Quality English-only models will need to tailor services to best support diverse learners at different levels of English. In some districts, this could mean converting pull-out ESL models into “push-in” co-teaching ones to better integrate language support with mainstream learning. In others, it could mean creating a special English language block in the school day that gets all students talking — English learners and native English speakers — through structured, oral language activities. In others, it could mean expanding access to early English exposure through increased early childhood education programming. In others, it could mean creating a newcomer program targeted for students with limited or interrupted formal education.

The point is that there is not one, well-lit checklist on how to meet English learners’ needs.
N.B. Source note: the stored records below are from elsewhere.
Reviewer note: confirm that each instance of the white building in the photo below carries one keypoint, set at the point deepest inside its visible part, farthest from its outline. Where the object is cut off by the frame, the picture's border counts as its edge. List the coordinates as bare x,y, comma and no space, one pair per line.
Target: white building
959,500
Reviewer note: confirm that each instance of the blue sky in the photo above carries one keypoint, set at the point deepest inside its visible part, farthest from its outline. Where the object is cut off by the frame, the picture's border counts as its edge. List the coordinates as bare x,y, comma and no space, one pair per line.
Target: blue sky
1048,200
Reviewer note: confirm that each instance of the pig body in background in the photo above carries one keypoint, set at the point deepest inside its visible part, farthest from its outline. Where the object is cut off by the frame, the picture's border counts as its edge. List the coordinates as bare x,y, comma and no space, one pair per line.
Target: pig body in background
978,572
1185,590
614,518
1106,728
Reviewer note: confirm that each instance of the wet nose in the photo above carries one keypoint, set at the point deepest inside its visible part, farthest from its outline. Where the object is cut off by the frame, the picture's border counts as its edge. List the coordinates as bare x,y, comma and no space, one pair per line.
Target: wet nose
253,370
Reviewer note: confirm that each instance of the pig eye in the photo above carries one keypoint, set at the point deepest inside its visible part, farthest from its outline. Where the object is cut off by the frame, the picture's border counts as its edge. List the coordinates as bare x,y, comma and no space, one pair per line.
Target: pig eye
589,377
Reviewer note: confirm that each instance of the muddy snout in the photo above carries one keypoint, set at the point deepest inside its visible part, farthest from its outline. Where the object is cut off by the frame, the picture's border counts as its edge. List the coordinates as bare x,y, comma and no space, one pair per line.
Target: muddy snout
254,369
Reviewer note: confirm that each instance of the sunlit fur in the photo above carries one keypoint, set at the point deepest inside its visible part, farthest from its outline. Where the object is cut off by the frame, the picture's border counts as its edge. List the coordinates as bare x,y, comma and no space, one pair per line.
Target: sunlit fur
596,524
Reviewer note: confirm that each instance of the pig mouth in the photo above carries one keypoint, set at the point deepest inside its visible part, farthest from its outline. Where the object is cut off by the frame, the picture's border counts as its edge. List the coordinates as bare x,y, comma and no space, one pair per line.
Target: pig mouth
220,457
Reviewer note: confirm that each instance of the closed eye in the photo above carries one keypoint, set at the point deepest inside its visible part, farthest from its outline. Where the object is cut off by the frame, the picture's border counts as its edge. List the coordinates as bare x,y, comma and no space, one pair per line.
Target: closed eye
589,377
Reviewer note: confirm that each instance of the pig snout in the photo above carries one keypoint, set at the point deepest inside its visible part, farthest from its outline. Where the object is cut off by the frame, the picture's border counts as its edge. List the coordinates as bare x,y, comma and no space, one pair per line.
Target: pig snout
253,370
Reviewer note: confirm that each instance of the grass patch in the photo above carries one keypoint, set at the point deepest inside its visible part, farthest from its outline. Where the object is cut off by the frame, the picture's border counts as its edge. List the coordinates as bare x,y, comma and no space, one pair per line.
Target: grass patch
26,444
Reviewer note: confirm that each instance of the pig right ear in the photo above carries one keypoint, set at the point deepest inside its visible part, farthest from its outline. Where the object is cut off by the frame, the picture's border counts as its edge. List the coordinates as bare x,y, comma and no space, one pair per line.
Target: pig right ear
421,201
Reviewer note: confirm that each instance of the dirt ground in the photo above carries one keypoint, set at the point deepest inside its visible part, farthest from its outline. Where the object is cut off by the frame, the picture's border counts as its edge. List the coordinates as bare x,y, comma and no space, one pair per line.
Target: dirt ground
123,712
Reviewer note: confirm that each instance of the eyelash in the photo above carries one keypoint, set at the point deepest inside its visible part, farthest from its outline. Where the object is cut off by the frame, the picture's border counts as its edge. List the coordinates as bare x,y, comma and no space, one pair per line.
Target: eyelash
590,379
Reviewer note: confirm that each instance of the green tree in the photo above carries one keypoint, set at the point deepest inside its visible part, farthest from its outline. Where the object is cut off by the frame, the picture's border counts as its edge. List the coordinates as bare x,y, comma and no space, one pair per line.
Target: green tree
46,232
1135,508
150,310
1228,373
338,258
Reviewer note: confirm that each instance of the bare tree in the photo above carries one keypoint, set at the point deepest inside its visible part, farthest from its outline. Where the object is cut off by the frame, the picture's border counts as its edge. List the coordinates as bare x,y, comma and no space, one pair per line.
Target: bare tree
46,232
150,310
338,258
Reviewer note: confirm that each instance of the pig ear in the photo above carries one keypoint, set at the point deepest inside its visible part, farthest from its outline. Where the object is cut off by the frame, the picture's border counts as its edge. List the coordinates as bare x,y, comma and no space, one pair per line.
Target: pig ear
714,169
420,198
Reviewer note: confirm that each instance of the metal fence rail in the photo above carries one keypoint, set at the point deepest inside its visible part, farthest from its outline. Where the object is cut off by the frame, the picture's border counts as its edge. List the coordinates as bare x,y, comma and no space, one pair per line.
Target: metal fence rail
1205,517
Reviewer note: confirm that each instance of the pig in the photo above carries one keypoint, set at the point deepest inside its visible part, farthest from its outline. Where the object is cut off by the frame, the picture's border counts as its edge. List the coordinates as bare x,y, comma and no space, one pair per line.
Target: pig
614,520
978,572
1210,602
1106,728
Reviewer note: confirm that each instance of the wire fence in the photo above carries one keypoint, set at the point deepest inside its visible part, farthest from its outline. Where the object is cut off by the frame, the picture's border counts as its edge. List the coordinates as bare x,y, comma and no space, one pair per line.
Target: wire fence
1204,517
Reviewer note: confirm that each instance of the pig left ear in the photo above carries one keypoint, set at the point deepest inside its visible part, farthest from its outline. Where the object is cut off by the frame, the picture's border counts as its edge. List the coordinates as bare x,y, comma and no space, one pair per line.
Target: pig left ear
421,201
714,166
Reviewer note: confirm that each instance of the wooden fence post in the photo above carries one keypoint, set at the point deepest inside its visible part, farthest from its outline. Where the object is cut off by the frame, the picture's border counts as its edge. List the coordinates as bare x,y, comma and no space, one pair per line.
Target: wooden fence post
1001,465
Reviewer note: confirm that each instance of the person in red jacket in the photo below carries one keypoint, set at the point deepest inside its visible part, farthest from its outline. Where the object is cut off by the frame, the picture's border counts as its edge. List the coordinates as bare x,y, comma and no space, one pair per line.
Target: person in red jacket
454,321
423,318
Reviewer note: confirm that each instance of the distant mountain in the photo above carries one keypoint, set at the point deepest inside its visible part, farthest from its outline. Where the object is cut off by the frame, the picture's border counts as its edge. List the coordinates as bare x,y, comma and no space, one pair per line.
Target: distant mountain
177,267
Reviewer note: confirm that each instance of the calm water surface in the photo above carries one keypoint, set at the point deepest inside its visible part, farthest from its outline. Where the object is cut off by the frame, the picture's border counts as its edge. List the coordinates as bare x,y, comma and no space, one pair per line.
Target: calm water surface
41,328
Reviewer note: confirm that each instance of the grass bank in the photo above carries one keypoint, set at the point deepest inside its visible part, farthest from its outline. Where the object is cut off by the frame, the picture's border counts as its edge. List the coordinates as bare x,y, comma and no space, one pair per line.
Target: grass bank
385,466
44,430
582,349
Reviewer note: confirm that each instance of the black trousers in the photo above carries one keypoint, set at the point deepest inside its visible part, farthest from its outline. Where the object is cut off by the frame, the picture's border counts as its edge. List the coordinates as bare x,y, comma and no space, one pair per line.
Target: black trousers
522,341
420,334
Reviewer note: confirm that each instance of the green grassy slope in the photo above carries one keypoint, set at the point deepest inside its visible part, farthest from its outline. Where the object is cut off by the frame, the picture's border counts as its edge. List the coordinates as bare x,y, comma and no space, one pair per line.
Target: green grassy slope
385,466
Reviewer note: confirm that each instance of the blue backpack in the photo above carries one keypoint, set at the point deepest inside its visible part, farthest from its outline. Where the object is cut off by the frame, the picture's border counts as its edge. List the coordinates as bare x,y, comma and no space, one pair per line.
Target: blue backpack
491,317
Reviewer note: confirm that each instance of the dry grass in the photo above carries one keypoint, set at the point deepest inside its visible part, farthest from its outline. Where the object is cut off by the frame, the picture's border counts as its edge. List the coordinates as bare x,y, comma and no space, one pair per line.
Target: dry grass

Rather, local variances in system capacity, resources and student demographics make different reforms more or less urgent — and plausible — in some places than in others.

To be sure, where a district can reasonably execute bilingual and English-only models with equal efficacy, there are many merits to buckling down and pursuing bilingual education as goal in and of itself. It can give biliterate Americans an economic advantage in multilingual job markets. It can shape a culture where home languages are valued as assets. The dual-immersion model can help integrate schools with wealthier, native English-speaking families who want to raise their children bilingually. And certainly, if we are going to use it to grow monolingual English speakers’ bilingualism, than we should at least equally invest in the emerging bilingualism of English learners, as The Hechinger Report has pointed out previously.

But, ultimately, policy leaders across the country need a diversified strategy for English learners that takes a range of local capacities into account. Well-designed, well-implemented bilingual education is exciting but has limits as a universal prescription. Pursuing equity for the most English learners across the country means that high-quality bilingual education must be an essential, but not exclusive, tool in the English learner reform toolbox.

Janie Carnock is a policy analyst with the education policy program at New America. She is a member of the Dual Language Learner National Work Group.